From 116cf56c8754763b12a89ce9be7a6fac7f4d0bd1 Mon Sep 17 00:00:00 2001
From: kingbri <bdashore3@proton.me>
Date: Sun, 26 May 2024 21:24:54 -0400
Subject: [PATCH] Model: Auto-round cache size on init

Cache size must be a multiple of 256 to work properly in ExllamaV2.
Take the config value and set the cache size to one multiple above
the remainder of the cache size divided by 256.

This is because cache size can never be lower than max_seq_len.
If max_seq_len isn't a multiple of 256, this method will never
yield a number that's lower than max_seq_len since it's no longer
a source of truth.

Signed-off-by: kingbri <bdashore3@proton.me>
---
 backends/exllamav2/model.py | 31 +++++++++++++++++++++++++------
 1 file changed, 25 insertions(+), 6 deletions(-)
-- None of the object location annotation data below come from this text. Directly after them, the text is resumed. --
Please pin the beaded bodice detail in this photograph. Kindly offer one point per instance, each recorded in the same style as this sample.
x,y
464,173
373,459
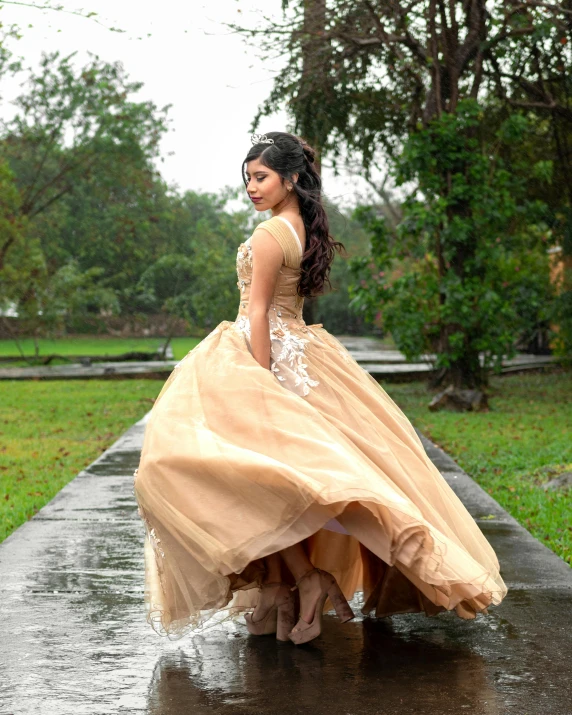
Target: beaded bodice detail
x,y
289,334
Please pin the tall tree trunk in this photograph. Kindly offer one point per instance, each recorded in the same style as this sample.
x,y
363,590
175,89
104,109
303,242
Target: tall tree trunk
x,y
314,28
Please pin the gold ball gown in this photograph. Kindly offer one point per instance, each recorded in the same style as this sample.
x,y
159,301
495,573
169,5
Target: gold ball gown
x,y
239,462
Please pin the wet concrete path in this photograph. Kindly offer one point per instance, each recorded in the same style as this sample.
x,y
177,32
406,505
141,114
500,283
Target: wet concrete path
x,y
74,638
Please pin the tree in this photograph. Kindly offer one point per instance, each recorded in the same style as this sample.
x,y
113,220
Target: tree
x,y
468,272
392,71
77,135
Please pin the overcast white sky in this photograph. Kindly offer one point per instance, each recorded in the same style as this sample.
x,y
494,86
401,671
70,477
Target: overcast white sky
x,y
187,58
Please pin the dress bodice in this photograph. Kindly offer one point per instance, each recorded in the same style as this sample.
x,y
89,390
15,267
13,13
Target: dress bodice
x,y
289,335
286,302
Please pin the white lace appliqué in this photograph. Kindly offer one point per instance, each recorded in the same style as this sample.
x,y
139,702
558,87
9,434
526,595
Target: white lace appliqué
x,y
287,349
291,352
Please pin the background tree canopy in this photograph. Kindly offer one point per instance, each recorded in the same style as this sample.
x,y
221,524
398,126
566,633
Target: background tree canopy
x,y
88,228
468,104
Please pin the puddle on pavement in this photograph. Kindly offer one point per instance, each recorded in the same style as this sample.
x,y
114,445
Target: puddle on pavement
x,y
358,668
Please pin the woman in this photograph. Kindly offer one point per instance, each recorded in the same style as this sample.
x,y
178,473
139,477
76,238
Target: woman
x,y
272,459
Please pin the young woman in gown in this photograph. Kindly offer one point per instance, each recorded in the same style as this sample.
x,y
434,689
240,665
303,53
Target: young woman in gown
x,y
272,460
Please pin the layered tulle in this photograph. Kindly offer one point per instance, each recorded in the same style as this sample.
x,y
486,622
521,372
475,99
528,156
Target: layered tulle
x,y
240,462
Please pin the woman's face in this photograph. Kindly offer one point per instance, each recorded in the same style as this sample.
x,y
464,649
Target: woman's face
x,y
265,187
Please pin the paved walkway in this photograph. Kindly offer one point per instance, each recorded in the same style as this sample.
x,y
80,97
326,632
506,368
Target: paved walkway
x,y
370,353
74,639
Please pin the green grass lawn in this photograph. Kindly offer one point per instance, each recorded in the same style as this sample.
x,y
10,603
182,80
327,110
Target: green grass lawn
x,y
49,431
93,345
522,442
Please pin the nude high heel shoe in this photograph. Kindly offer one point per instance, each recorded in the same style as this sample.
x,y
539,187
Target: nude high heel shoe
x,y
279,614
304,632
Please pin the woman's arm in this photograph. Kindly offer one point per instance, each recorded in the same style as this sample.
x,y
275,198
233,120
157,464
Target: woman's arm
x,y
267,258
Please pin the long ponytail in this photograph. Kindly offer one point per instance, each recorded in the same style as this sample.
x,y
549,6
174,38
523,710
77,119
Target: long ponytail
x,y
290,155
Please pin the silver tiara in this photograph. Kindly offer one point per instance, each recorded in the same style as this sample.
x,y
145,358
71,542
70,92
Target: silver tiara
x,y
261,139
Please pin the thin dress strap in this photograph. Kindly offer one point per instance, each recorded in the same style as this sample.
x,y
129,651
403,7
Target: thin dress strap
x,y
287,237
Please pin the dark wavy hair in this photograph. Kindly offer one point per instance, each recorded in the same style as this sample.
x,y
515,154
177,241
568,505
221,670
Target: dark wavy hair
x,y
290,155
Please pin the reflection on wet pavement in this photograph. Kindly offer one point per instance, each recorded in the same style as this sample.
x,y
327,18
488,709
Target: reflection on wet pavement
x,y
74,638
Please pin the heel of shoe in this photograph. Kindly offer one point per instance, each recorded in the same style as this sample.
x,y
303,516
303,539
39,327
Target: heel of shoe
x,y
339,602
286,619
264,627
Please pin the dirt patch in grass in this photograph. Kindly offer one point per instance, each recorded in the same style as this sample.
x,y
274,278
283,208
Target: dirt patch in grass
x,y
524,441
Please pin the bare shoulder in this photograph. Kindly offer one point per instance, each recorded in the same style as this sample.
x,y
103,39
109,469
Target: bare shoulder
x,y
264,243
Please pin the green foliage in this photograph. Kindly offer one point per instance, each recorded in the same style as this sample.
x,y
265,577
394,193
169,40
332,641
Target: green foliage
x,y
511,451
468,273
98,232
333,308
67,295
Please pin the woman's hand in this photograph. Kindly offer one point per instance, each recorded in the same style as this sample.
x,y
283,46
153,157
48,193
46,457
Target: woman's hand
x,y
267,258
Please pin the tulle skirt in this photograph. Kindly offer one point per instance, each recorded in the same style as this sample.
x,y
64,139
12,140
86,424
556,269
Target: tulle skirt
x,y
236,466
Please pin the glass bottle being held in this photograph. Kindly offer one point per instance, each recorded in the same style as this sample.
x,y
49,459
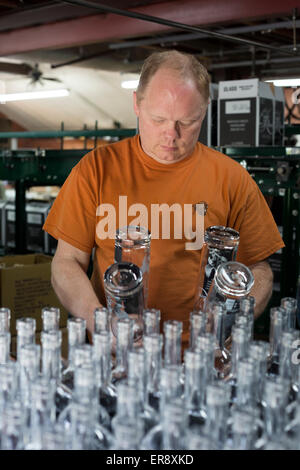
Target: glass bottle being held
x,y
123,284
76,336
5,315
233,281
132,244
220,245
124,343
102,365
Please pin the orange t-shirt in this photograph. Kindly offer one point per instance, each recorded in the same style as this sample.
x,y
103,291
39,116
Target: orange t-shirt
x,y
123,169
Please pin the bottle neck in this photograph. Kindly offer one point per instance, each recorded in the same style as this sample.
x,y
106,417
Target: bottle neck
x,y
51,354
102,358
172,342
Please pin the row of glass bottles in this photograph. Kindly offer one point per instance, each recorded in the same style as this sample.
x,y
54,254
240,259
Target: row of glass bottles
x,y
145,397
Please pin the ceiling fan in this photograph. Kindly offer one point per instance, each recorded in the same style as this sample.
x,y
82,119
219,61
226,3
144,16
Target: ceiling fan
x,y
33,72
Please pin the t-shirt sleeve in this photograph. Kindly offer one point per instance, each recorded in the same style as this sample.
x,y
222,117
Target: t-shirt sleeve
x,y
259,234
72,217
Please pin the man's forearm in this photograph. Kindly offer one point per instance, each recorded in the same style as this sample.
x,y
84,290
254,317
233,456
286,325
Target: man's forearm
x,y
263,286
74,290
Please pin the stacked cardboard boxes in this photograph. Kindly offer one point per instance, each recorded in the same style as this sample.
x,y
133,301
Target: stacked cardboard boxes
x,y
25,288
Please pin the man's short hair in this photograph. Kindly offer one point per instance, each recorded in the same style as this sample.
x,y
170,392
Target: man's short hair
x,y
185,65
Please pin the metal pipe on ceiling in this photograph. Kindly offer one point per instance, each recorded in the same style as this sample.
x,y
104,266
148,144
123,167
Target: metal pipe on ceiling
x,y
171,24
188,37
246,63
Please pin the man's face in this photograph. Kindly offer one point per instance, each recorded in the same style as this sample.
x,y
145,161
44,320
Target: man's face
x,y
170,116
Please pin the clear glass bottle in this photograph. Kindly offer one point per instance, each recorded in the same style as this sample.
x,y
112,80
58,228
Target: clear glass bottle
x,y
101,320
26,328
195,386
174,422
9,385
216,317
239,350
137,378
76,336
277,326
123,283
196,440
4,347
290,306
124,332
170,390
258,352
220,245
233,281
50,318
102,365
151,317
245,383
197,327
275,402
133,244
172,342
287,366
128,409
244,435
29,361
54,437
5,316
206,345
126,436
84,411
51,367
217,410
42,411
13,426
153,362
247,308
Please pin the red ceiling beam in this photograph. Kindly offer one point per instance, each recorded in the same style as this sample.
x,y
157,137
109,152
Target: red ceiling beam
x,y
106,27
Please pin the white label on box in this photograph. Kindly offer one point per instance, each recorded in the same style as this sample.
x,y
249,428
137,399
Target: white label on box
x,y
34,219
11,216
237,107
239,88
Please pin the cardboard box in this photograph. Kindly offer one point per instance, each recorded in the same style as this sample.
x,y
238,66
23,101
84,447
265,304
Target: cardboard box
x,y
2,222
25,288
209,129
245,113
36,238
279,105
36,213
10,224
64,345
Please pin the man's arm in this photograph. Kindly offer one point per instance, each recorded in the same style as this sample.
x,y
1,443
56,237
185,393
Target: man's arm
x,y
71,283
263,286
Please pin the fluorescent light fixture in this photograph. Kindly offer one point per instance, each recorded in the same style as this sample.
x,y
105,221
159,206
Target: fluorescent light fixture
x,y
286,82
33,95
130,84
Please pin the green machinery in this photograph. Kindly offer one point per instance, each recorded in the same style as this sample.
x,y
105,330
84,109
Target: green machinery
x,y
276,170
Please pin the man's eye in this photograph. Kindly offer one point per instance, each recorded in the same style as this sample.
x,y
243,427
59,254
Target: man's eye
x,y
186,123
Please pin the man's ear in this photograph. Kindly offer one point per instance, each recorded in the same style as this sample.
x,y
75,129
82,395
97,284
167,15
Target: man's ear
x,y
135,104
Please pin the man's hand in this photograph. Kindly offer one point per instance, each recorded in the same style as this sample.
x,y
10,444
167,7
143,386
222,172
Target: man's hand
x,y
71,283
263,286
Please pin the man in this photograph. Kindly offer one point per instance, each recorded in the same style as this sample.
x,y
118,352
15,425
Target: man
x,y
163,168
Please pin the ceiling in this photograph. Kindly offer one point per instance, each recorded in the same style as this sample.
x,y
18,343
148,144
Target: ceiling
x,y
91,50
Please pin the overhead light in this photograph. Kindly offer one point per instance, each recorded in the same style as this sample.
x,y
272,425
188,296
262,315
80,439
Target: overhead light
x,y
286,82
33,95
130,84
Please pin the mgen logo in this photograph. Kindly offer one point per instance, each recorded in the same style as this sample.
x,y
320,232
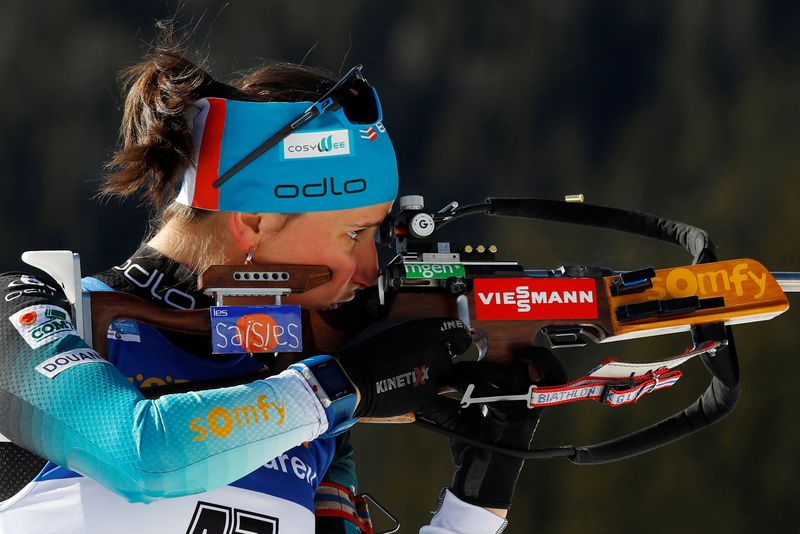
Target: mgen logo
x,y
42,324
509,299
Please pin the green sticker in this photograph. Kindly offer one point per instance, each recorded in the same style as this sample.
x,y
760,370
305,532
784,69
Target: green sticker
x,y
434,270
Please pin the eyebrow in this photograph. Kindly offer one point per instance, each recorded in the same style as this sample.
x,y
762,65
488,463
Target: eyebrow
x,y
367,224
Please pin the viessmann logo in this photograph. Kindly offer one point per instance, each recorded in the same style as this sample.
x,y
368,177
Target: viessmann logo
x,y
509,299
316,144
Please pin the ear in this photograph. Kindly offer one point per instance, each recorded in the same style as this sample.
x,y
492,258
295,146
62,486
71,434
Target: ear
x,y
245,229
250,229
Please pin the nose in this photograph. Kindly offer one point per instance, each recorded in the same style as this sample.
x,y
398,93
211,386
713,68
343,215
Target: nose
x,y
366,272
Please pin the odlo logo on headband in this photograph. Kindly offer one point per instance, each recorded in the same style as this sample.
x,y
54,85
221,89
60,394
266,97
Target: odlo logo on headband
x,y
316,144
327,186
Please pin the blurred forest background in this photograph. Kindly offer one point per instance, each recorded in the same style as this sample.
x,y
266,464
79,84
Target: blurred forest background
x,y
689,109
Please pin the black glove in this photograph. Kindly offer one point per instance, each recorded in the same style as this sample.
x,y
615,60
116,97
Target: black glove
x,y
399,367
483,477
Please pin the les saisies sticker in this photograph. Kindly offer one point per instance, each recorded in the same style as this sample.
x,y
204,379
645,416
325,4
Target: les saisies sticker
x,y
240,329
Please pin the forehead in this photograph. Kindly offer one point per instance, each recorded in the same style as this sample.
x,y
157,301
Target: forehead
x,y
364,216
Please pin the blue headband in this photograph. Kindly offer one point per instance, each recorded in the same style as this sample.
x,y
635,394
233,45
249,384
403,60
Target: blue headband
x,y
328,164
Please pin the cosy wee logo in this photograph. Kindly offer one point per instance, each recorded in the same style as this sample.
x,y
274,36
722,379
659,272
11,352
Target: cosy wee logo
x,y
42,324
316,144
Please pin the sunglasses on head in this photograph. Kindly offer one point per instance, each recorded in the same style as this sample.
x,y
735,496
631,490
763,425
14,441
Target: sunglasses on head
x,y
352,94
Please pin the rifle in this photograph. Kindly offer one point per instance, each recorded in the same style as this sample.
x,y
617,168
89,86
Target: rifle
x,y
507,307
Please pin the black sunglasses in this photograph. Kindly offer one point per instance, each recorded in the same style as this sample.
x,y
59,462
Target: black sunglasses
x,y
352,93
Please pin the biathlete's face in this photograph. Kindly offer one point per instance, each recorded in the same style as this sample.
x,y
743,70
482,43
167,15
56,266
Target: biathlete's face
x,y
342,240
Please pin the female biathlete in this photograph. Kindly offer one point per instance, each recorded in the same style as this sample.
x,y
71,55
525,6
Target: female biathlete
x,y
83,451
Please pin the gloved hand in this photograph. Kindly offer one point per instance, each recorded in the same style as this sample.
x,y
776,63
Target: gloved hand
x,y
483,477
399,367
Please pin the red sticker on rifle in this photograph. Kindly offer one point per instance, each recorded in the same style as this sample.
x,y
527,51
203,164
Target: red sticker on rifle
x,y
519,299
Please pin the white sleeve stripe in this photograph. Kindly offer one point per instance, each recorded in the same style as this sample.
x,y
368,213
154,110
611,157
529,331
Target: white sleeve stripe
x,y
323,417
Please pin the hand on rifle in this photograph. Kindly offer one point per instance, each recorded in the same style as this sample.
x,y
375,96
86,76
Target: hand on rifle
x,y
483,477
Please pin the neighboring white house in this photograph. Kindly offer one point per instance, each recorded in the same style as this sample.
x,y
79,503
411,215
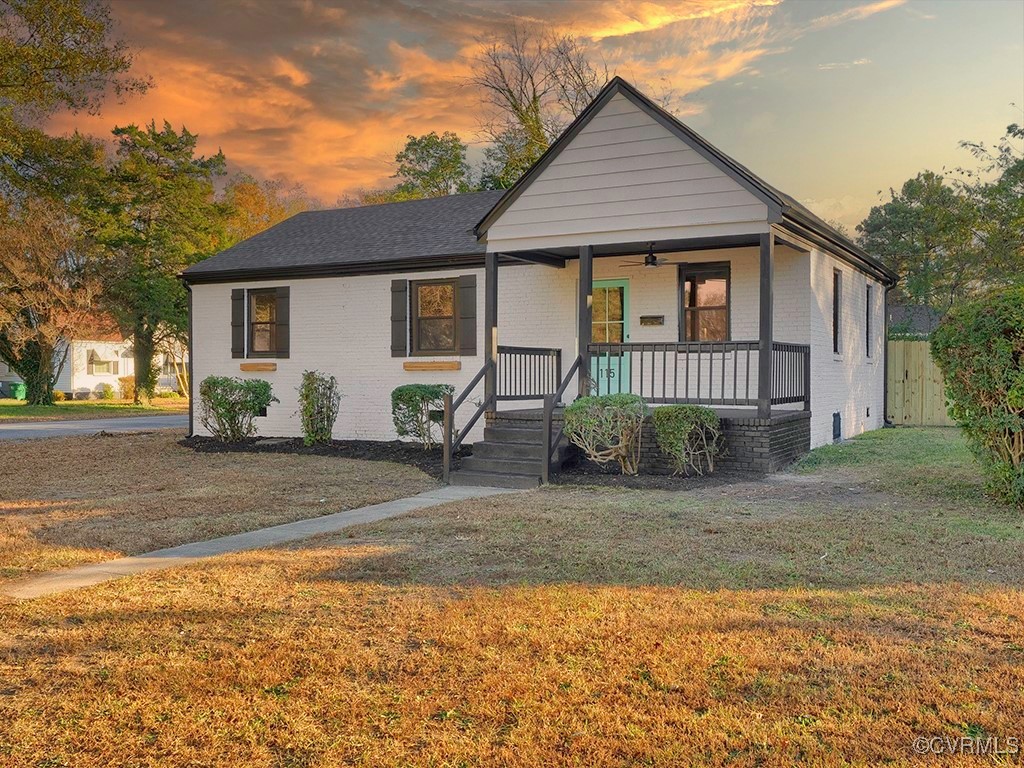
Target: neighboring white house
x,y
86,365
633,247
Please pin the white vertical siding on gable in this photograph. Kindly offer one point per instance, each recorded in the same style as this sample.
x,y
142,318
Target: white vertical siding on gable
x,y
625,177
850,383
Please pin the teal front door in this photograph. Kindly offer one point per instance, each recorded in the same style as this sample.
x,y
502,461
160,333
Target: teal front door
x,y
610,369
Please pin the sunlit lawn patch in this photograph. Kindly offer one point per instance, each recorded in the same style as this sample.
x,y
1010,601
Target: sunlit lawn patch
x,y
77,500
16,411
817,619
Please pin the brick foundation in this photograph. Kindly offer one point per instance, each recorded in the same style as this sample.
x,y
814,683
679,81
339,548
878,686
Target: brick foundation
x,y
752,444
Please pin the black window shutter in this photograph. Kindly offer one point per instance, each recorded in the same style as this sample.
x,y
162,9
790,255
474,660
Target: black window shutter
x,y
467,314
238,323
399,317
283,310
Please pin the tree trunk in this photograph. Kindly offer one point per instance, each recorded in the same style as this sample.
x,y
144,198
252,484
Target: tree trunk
x,y
143,349
36,369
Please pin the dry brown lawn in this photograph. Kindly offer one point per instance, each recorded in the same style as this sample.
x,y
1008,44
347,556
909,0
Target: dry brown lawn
x,y
76,500
823,619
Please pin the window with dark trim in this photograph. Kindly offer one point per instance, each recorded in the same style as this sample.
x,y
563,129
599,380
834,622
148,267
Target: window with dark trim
x,y
704,301
262,323
837,310
434,310
867,322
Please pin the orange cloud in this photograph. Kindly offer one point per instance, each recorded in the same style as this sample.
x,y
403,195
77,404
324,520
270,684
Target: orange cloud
x,y
326,93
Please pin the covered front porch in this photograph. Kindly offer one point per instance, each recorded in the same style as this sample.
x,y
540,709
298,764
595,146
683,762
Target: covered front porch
x,y
656,320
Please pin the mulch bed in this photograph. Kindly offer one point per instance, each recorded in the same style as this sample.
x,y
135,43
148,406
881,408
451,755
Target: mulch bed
x,y
412,454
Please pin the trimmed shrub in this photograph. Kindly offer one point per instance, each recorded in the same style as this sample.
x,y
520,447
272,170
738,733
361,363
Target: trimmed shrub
x,y
126,385
228,406
416,409
690,434
320,399
979,346
607,428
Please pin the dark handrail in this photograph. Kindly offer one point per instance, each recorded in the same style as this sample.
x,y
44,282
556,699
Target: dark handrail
x,y
720,373
526,373
550,400
450,445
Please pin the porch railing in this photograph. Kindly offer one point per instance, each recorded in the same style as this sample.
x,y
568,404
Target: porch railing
x,y
720,373
527,373
450,439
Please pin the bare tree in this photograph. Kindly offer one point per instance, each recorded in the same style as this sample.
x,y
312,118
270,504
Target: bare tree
x,y
45,294
534,83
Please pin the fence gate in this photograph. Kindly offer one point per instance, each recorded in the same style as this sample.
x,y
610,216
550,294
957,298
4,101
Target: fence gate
x,y
916,393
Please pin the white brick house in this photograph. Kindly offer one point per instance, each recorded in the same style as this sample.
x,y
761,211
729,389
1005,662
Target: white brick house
x,y
634,255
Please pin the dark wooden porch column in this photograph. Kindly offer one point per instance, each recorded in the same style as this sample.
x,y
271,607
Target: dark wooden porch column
x,y
491,330
586,314
765,326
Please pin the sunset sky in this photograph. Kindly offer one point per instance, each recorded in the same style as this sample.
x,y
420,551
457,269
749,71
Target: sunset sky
x,y
830,101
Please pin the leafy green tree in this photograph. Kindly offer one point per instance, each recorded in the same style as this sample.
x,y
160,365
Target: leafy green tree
x,y
160,216
432,166
996,188
253,206
927,232
979,346
57,54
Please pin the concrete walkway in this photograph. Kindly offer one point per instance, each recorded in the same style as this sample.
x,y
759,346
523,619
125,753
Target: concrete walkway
x,y
31,430
87,576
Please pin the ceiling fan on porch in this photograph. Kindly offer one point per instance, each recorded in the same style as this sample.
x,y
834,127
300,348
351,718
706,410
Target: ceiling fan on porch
x,y
650,260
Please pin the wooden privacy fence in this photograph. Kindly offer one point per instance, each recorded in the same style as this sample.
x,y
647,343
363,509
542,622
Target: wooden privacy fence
x,y
916,393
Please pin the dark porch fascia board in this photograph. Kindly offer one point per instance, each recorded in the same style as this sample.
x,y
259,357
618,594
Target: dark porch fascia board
x,y
640,249
781,208
429,263
855,257
546,259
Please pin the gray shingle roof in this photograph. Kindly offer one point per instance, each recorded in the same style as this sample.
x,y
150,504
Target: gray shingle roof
x,y
347,237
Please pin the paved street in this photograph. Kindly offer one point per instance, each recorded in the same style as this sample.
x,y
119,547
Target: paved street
x,y
38,429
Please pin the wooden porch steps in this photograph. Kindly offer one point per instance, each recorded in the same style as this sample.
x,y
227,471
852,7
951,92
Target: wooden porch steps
x,y
509,457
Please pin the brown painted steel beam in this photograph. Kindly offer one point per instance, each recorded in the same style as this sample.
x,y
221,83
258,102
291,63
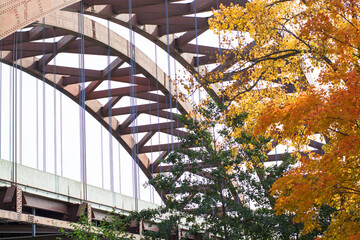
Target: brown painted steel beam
x,y
138,108
147,128
124,91
187,167
159,147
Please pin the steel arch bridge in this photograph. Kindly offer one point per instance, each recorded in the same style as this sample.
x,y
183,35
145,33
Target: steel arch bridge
x,y
172,25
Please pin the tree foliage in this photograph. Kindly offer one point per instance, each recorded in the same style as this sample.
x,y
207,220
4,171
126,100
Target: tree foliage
x,y
210,186
273,48
112,227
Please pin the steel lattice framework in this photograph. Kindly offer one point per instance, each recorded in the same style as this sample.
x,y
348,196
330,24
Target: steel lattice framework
x,y
172,25
149,19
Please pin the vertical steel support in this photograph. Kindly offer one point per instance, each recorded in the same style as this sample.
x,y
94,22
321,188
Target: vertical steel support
x,y
33,226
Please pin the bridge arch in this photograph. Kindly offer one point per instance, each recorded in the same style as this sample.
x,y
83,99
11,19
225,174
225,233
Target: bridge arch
x,y
66,80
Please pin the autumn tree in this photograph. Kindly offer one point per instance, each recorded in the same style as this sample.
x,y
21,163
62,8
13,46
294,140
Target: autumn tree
x,y
294,67
212,188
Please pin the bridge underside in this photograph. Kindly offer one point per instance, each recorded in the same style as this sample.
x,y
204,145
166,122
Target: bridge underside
x,y
171,25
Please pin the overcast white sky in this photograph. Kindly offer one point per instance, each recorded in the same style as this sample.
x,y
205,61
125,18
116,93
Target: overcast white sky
x,y
69,150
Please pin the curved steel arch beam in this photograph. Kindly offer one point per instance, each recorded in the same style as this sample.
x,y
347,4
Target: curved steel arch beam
x,y
153,28
67,22
16,14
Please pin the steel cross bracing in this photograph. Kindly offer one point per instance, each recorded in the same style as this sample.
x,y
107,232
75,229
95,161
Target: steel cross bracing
x,y
149,20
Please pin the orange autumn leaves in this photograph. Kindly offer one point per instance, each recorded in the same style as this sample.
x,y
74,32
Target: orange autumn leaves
x,y
292,38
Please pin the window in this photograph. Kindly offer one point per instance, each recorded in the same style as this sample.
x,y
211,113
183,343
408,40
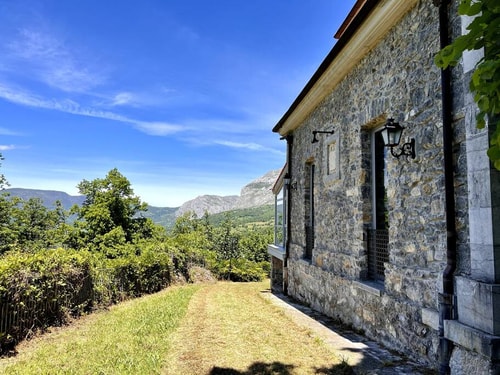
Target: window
x,y
280,224
309,209
378,235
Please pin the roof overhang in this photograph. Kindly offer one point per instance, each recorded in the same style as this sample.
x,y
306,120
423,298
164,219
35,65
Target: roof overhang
x,y
372,20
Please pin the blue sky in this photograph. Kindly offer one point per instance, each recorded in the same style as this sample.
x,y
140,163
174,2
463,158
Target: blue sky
x,y
179,95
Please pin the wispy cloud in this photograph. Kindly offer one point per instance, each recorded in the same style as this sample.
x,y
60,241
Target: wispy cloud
x,y
69,106
48,59
5,131
7,147
248,146
123,98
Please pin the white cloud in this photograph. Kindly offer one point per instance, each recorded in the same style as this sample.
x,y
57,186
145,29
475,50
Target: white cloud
x,y
249,146
158,128
7,147
123,98
5,131
70,106
46,58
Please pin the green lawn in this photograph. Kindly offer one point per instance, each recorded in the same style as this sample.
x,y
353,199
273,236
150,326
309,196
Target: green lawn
x,y
223,328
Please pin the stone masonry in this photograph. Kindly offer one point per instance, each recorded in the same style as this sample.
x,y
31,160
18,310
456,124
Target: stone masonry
x,y
397,79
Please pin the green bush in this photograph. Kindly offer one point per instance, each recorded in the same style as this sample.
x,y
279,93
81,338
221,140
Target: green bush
x,y
41,289
44,288
242,270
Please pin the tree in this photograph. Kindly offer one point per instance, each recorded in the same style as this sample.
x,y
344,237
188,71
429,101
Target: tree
x,y
3,180
110,213
483,34
225,242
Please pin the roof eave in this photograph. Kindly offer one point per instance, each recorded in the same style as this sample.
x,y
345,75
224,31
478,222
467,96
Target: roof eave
x,y
370,24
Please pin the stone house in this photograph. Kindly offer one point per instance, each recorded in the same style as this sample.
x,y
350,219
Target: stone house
x,y
399,242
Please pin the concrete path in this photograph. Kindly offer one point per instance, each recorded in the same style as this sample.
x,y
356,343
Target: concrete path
x,y
366,356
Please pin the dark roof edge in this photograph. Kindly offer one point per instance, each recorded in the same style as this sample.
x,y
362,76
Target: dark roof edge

diff --git a/backends/exllamav2/model.py b/backends/exllamav2/model.py
index 7ffc9ce..64f571f 100644
--- a/backends/exllamav2/model.py
+++ b/backends/exllamav2/model.py
@@ -193,14 +193,33 @@ class ExllamaV2Container:
         )
 
         # Set k/v cache size
-        self.cache_size = unwrap(kwargs.get("cache_size"), self.config.max_seq_len)
-        if self.cache_size < self.config.max_seq_len:
+        cache_size = unwrap(kwargs.get("cache_size"), self.config.max_seq_len)
+
+        if cache_size < self.config.max_seq_len:
             logger.warning(
-                "Your specified cache_size is smaller than your "
-                "desired context length. \n"
-                "Defaulting cache_size to max_seq_len."
+                f"The given cache_size ({cache_size}) is smaller than the "
+                "desired context length.\n"
+                "Overriding cache_size to max_seq_len. "
             )
-            self.cache_size = self.config.max_seq_len
+
+            cache_size = self.config.max_seq_len
+
+        # Enforce a multiple of 256 for cache size
+        # Overestimate to ensure that the cache isn't below max_seq_len
+        cache_remainder = cache_size % 256
+        if cache_remainder != 0:
+            rounded_cache_size = int(256 * ((cache_size - cache_remainder) / 256 + 1))
+
+            logger.warning(
+                f"The given cache size ({cache_size}) is "
+                "not a multiple of 256.\n"
+                "Overriding cache_size with an overestimated value of "
+                f"{rounded_cache_size} tokens."
+            )
+
+            cache_size = rounded_cache_size
+
+        self.cache_size = cache_size
 
         # Enable fasttensors loading if present
         self.config.fasttensors = unwrap(kwargs.get("fasttensors"), False)